In this analysis, we take each downsampled datasets, save them in multiple ways (default chunk size, row chunk size, column chunk size, or entirely in 1 chunk) using the /bash for figures/Fig 4/Save_in_three_ways.sh
bash script, which uses the /ongoing_analysis/ChunkTest/TENxBrainData/Save_in_three_ways.R
R script.
Next, we assess both time and memory with mbkmeans()

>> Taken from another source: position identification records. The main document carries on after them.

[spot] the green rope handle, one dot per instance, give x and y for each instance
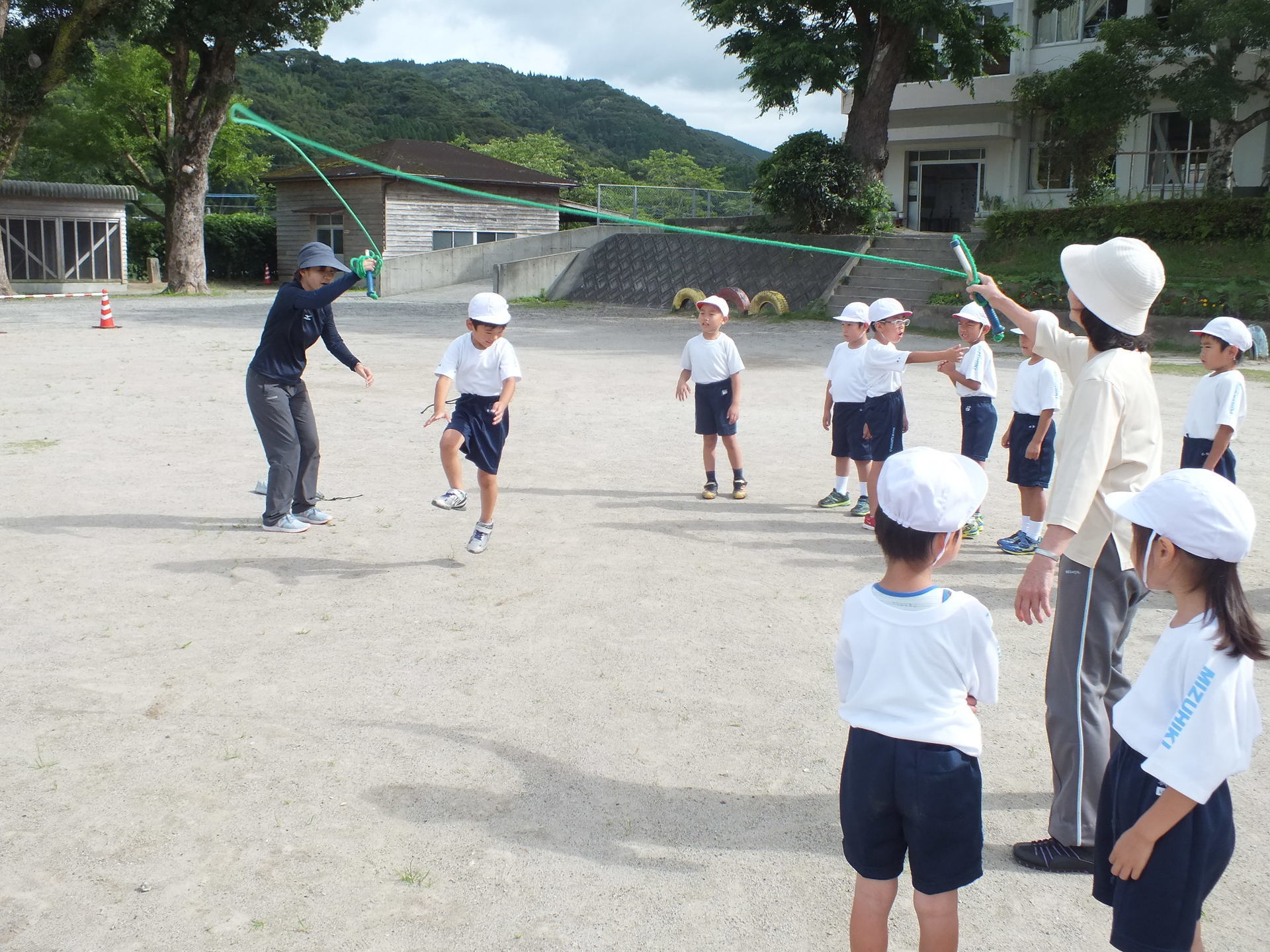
(243, 116)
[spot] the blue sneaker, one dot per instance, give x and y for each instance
(1021, 543)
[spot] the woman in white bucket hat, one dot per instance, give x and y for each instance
(1111, 444)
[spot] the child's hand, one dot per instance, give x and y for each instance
(1130, 853)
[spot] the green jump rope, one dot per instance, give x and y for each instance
(245, 117)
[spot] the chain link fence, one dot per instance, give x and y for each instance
(662, 202)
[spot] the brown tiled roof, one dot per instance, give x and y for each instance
(439, 160)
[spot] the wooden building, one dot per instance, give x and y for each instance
(63, 237)
(408, 218)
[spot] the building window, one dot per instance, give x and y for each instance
(441, 240)
(331, 231)
(63, 249)
(1080, 20)
(1177, 158)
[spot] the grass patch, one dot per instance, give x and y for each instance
(30, 446)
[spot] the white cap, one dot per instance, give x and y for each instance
(886, 307)
(1232, 331)
(1118, 281)
(1198, 510)
(488, 307)
(931, 491)
(716, 301)
(857, 313)
(973, 313)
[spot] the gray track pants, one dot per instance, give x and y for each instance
(288, 433)
(1085, 678)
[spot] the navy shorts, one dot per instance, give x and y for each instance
(1195, 454)
(978, 427)
(1159, 912)
(849, 432)
(483, 441)
(1024, 471)
(904, 796)
(714, 401)
(886, 418)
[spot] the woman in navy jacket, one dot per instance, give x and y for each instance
(277, 395)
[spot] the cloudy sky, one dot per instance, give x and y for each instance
(652, 48)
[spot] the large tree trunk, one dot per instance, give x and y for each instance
(882, 67)
(197, 118)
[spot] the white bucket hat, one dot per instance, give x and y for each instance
(855, 313)
(1198, 510)
(973, 313)
(1118, 281)
(489, 307)
(1232, 331)
(886, 307)
(931, 491)
(716, 301)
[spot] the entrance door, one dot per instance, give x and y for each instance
(949, 194)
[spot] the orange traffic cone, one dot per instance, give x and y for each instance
(107, 317)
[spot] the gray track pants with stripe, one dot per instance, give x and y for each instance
(1085, 678)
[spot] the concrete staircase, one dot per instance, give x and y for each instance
(869, 281)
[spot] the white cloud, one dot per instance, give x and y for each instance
(653, 50)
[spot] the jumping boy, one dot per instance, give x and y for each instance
(1220, 403)
(974, 379)
(845, 409)
(886, 420)
(913, 662)
(713, 362)
(1031, 441)
(483, 366)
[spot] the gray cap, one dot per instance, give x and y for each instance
(316, 254)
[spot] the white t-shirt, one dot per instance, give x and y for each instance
(884, 366)
(847, 374)
(712, 361)
(906, 674)
(1193, 711)
(1038, 386)
(1220, 400)
(479, 372)
(977, 365)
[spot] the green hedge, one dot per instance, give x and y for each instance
(1176, 220)
(237, 245)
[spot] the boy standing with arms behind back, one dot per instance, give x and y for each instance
(713, 362)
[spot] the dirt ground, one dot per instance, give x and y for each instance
(615, 729)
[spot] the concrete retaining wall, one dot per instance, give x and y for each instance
(456, 266)
(531, 277)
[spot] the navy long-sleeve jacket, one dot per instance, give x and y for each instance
(294, 325)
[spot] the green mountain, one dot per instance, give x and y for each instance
(353, 103)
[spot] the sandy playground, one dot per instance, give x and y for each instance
(615, 729)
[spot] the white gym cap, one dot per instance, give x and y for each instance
(1118, 281)
(931, 491)
(886, 307)
(973, 313)
(716, 301)
(488, 307)
(1232, 331)
(1198, 510)
(855, 313)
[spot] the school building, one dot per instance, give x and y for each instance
(407, 218)
(955, 155)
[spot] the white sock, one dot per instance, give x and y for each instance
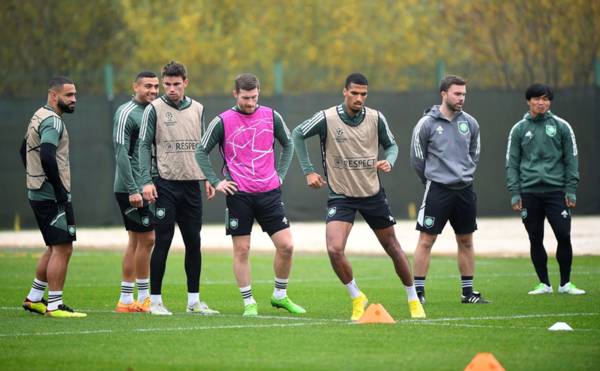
(126, 292)
(353, 289)
(54, 299)
(280, 290)
(411, 293)
(247, 295)
(156, 299)
(193, 298)
(37, 290)
(143, 292)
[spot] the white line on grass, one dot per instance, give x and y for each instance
(516, 316)
(497, 326)
(333, 282)
(192, 328)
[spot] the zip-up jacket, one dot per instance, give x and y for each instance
(541, 156)
(443, 151)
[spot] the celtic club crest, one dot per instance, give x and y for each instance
(463, 127)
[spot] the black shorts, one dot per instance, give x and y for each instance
(266, 208)
(134, 219)
(57, 224)
(548, 205)
(441, 204)
(178, 201)
(374, 209)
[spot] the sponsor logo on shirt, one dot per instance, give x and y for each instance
(339, 135)
(463, 127)
(181, 146)
(353, 163)
(169, 119)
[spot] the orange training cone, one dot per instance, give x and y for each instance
(484, 362)
(376, 313)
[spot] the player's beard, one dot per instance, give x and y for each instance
(454, 107)
(65, 108)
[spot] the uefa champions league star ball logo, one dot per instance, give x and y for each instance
(463, 127)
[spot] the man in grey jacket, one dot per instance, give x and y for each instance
(444, 152)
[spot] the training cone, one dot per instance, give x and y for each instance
(560, 326)
(484, 362)
(376, 313)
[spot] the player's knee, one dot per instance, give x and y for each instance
(465, 242)
(242, 251)
(147, 242)
(286, 249)
(335, 251)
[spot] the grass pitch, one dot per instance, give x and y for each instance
(514, 327)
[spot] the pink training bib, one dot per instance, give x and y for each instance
(248, 149)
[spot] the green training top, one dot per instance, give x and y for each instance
(215, 134)
(541, 156)
(318, 125)
(50, 131)
(147, 165)
(126, 128)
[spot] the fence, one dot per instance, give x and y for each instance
(90, 130)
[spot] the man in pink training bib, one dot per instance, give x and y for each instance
(246, 134)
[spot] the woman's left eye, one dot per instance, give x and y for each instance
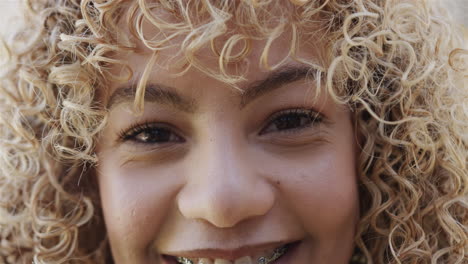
(292, 120)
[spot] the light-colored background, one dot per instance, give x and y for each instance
(9, 10)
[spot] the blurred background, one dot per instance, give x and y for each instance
(9, 11)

using these HDF5 datasets saved with different chunk size geometries.
- Input data:
main/case_studies/data/subset/TENxBrainData/TENxBrainData_75k
main/case_studies/data/subset/TENxBrainData/TENxBrainData_150k
main/case_studies/data/subset/TENxBrainData/TENxBrainData_300k
main/case_studies/data/subset/TENxBrainData/TENxBrainData_500k
main/case_studies/data/subset/TENxBrainData/TENxBrainData_750k
main/case_studies/data/subset/TENxBrainData/TENxBrainData_1000k
- Bash: (only for running
.R
script on JHPCE cluster)/bash for figures/Fig 4/Save_in_three_ways.sh
/bash for figures/Fig 4/TENxBrain_chunktest_time.sh
/bash for figures/Fig 4/TENxBrain_chunktest_mem.sh
- Code:
/ongoing_analysis/ChunkTest/TENxBrainData/Save_in_three_ways.R
/ongoing_analysis/ChunkTest/TENxBrainData/TENxBrain_chunktest.R
- Output files:
/ongoing_analysis/ChunkTest/TENxBrainData/Output
In this section, we use the full 1.3 million dataset that was preprocessed (removed low quality cells and lowly expressed genes).

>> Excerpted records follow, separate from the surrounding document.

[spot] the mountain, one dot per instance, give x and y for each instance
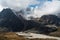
(9, 21)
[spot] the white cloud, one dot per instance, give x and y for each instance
(47, 8)
(1, 8)
(16, 4)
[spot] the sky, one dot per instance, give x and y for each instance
(41, 7)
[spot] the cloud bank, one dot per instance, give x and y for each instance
(17, 4)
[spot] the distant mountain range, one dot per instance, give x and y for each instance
(10, 22)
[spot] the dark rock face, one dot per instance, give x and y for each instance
(10, 22)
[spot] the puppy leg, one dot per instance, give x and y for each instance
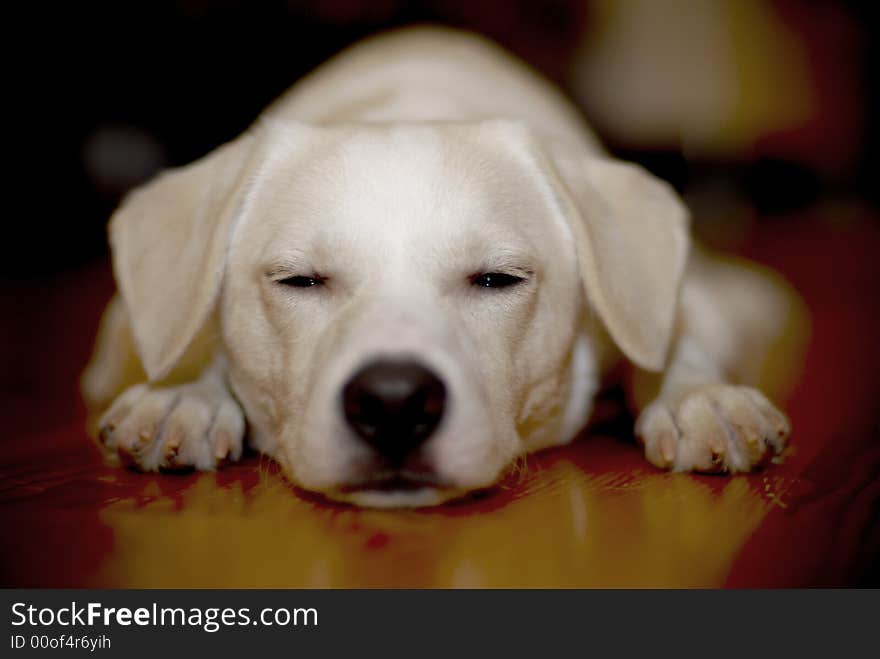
(702, 416)
(197, 424)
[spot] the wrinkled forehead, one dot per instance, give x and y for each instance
(427, 184)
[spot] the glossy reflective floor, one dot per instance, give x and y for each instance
(590, 514)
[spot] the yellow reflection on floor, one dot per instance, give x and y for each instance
(560, 527)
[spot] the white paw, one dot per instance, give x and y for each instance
(715, 428)
(192, 425)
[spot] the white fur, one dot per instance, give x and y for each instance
(398, 170)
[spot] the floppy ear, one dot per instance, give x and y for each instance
(632, 240)
(169, 241)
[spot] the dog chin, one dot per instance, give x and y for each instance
(390, 498)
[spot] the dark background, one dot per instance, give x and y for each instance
(99, 96)
(160, 83)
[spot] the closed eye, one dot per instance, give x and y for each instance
(302, 281)
(495, 280)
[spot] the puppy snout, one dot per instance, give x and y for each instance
(394, 406)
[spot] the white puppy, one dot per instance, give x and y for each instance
(414, 268)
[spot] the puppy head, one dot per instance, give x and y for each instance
(398, 305)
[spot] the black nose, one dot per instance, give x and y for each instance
(394, 406)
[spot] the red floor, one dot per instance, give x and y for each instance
(591, 514)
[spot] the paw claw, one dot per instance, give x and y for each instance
(715, 428)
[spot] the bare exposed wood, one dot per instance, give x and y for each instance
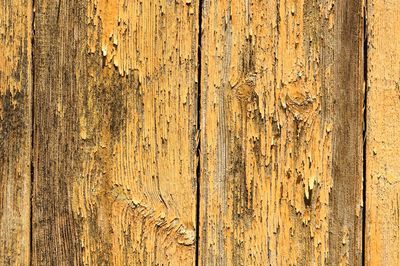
(15, 130)
(115, 117)
(281, 133)
(382, 234)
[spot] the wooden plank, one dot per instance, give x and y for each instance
(382, 234)
(15, 130)
(115, 116)
(281, 133)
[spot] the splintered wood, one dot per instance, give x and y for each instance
(281, 141)
(199, 132)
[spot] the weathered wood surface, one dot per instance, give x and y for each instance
(281, 133)
(100, 143)
(15, 130)
(382, 233)
(115, 120)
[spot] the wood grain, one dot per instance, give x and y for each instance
(115, 120)
(15, 130)
(281, 133)
(382, 233)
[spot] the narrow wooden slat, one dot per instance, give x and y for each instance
(281, 133)
(382, 232)
(15, 130)
(115, 116)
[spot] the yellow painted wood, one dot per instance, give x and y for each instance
(15, 130)
(281, 133)
(115, 116)
(382, 234)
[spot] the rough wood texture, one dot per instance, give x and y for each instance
(115, 119)
(281, 133)
(382, 233)
(15, 130)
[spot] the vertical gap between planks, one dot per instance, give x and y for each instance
(32, 129)
(198, 170)
(365, 64)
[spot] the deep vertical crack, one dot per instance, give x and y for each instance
(365, 63)
(198, 170)
(32, 130)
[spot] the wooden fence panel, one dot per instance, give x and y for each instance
(281, 133)
(382, 233)
(115, 122)
(15, 130)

The main analysis consists of normalization, PCA, clustering, and visualization (tSNE/UMAP).
- Input data:
main/case_studies/data/full/TENxBrainData/TENxBrainData_preprocessed
- Code:
main/case_studies/full_analysis.Rmd
- Output files:
main/case_studies/data/full/TENxBrainData
First generate 10 datasets to be used later with /main/simulation_k.R
- Code:
/main/benchmark_varying_k.R
- Bash:
/bash for figures/Varying_k/
- Output:
/output_tables/Varying_k
These datasets are used in a supplemental figure.

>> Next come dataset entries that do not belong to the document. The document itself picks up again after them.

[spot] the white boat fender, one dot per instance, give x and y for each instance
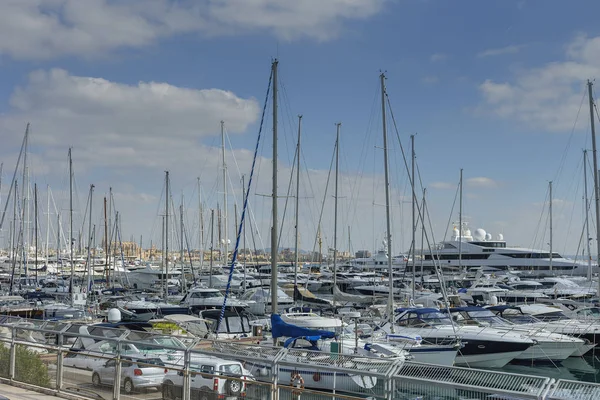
(297, 384)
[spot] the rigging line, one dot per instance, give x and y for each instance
(451, 212)
(287, 198)
(12, 182)
(356, 186)
(85, 213)
(195, 282)
(324, 199)
(539, 225)
(311, 188)
(577, 184)
(563, 158)
(158, 206)
(239, 232)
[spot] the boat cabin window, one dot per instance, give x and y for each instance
(423, 319)
(520, 318)
(554, 316)
(490, 244)
(205, 295)
(487, 317)
(589, 312)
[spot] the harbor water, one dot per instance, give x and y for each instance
(585, 369)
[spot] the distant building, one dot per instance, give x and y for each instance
(362, 254)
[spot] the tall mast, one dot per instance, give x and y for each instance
(596, 190)
(274, 240)
(460, 224)
(414, 218)
(110, 229)
(244, 231)
(225, 244)
(297, 204)
(47, 223)
(58, 262)
(25, 212)
(550, 208)
(35, 213)
(181, 247)
(166, 270)
(388, 221)
(212, 245)
(13, 180)
(587, 222)
(1, 170)
(15, 244)
(106, 265)
(201, 228)
(337, 168)
(89, 282)
(71, 226)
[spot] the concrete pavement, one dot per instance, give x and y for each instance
(16, 393)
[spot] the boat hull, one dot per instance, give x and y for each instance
(444, 357)
(549, 351)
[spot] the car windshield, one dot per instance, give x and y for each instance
(231, 369)
(521, 319)
(487, 317)
(149, 362)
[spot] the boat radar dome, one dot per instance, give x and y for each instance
(479, 234)
(114, 315)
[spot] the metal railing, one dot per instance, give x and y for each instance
(98, 362)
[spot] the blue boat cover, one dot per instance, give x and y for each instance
(312, 339)
(280, 328)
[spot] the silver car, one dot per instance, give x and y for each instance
(135, 374)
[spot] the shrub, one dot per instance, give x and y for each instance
(29, 367)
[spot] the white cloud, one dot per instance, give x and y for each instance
(436, 57)
(443, 185)
(37, 29)
(430, 79)
(126, 136)
(512, 49)
(481, 182)
(549, 96)
(105, 116)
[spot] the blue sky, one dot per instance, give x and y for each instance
(492, 87)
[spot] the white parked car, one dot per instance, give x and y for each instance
(211, 378)
(135, 374)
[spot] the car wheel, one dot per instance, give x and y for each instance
(234, 387)
(206, 393)
(96, 379)
(128, 386)
(167, 390)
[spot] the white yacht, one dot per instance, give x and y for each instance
(209, 298)
(477, 250)
(550, 346)
(484, 347)
(552, 319)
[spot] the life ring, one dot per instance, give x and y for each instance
(297, 383)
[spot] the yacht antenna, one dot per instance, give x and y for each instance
(595, 158)
(587, 222)
(387, 205)
(274, 239)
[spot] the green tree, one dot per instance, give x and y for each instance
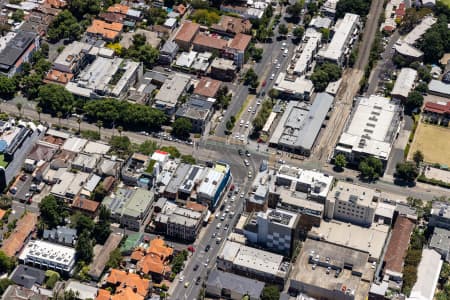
(81, 223)
(4, 283)
(181, 128)
(282, 29)
(270, 292)
(52, 211)
(53, 98)
(407, 171)
(7, 87)
(414, 100)
(115, 258)
(340, 161)
(371, 168)
(298, 32)
(17, 15)
(7, 264)
(418, 157)
(84, 247)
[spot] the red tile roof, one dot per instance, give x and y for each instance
(437, 107)
(209, 41)
(240, 42)
(187, 31)
(207, 87)
(398, 245)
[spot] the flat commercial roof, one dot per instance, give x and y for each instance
(338, 257)
(343, 30)
(373, 126)
(405, 82)
(370, 240)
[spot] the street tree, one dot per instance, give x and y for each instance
(418, 157)
(340, 161)
(407, 171)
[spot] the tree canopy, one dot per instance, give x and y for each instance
(181, 128)
(324, 74)
(371, 168)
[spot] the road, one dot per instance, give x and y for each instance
(348, 90)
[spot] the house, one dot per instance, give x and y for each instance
(126, 286)
(16, 50)
(186, 35)
(130, 207)
(231, 26)
(198, 111)
(207, 87)
(61, 235)
(155, 259)
(437, 112)
(168, 52)
(24, 228)
(107, 31)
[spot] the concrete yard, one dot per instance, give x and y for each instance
(433, 141)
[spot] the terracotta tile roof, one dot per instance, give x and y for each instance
(437, 107)
(195, 206)
(187, 31)
(55, 76)
(240, 42)
(232, 25)
(108, 30)
(85, 204)
(24, 227)
(118, 8)
(181, 9)
(123, 280)
(398, 245)
(112, 17)
(208, 41)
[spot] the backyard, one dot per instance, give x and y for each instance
(433, 141)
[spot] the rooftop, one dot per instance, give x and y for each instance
(370, 240)
(235, 283)
(405, 82)
(187, 31)
(254, 259)
(398, 245)
(207, 87)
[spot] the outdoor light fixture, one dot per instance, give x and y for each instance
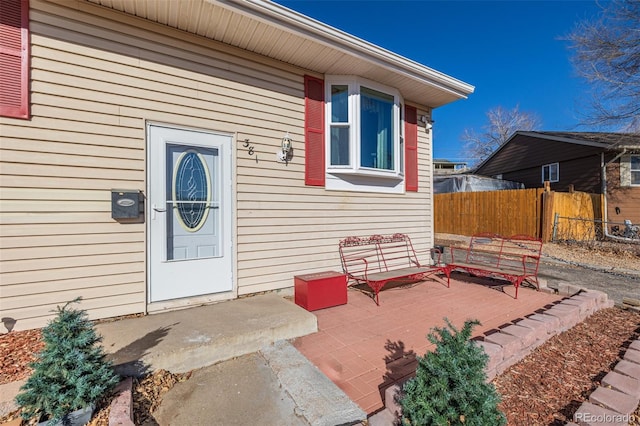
(428, 123)
(286, 144)
(286, 149)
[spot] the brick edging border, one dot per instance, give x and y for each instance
(618, 395)
(515, 341)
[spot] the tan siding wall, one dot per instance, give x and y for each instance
(94, 83)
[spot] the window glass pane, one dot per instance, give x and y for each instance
(635, 170)
(401, 129)
(339, 146)
(339, 104)
(376, 129)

In the section above, a set of output files are created at the end of each analysis.
These output files are combined in the following .Rmd
and used to create the figures in the manuscript.
- Code:
main/summary_manuscript_figures.Rmd
To assess the accuracy, we used two performance metrics:
- Adjusted Rand Index (ARI) is a measure of similarity between the estimated cluster labels and the true cluster labels (or a "gold standard"). The range of ARI is between 0 and 1, where 0 refers to no similarity between the cluster labels and 1 means the clusters labels are the same. We used the
adjustedRandIndex()
function in mclust - Within-Clusters Sums-of-Squares (WCSS) is defined as the sum of the squared distance between each member of the cluster and its centroid. It does not depend on having true cluster labels.
We used the Rprof
function in the utils package as part of base R with the arguments append=FALSE
and memory.profiling=TRUE
to record the memory usage every 0.02 seconds (the default for the argument interval
in the Rprof()
function is 0.02). The recorded profiles will be saved in an .out
output file. To summarize and interpret the output files, we used the summaryRprof()
function in the utils
package with the arguments memory = "tseries"
and diff = FALSE
to generate a time series table of the memory consumption in R. The first three columns of the table are vsize.small
, vsize.large
and nodes
respectively. By the documentation of the function summaryRprof()
: vsize.small
is the vector memory in small blocks on the R heap; vsize.large
is the vector memory in large blocks; "Nodes"
is the memory in nodes on the R heap. And the sum of these three is the total memory. So we extracted the max memory by finding the max of the sum of the three columns, and use this max memory to benchmark the memory efficiency of the algorithm.
We used the function proc.time()
in base R to record the 'user time' (the CPU time charged for the execution of user instructions of the calling process), the 'system time' (the CPU time charged for execution by the system on behalf of the calling process), and the 'elapsed time' (the real time to run the process). The function proc.time()
returned time in seconds and we converted to appropriate units (e.g. minutes or hours).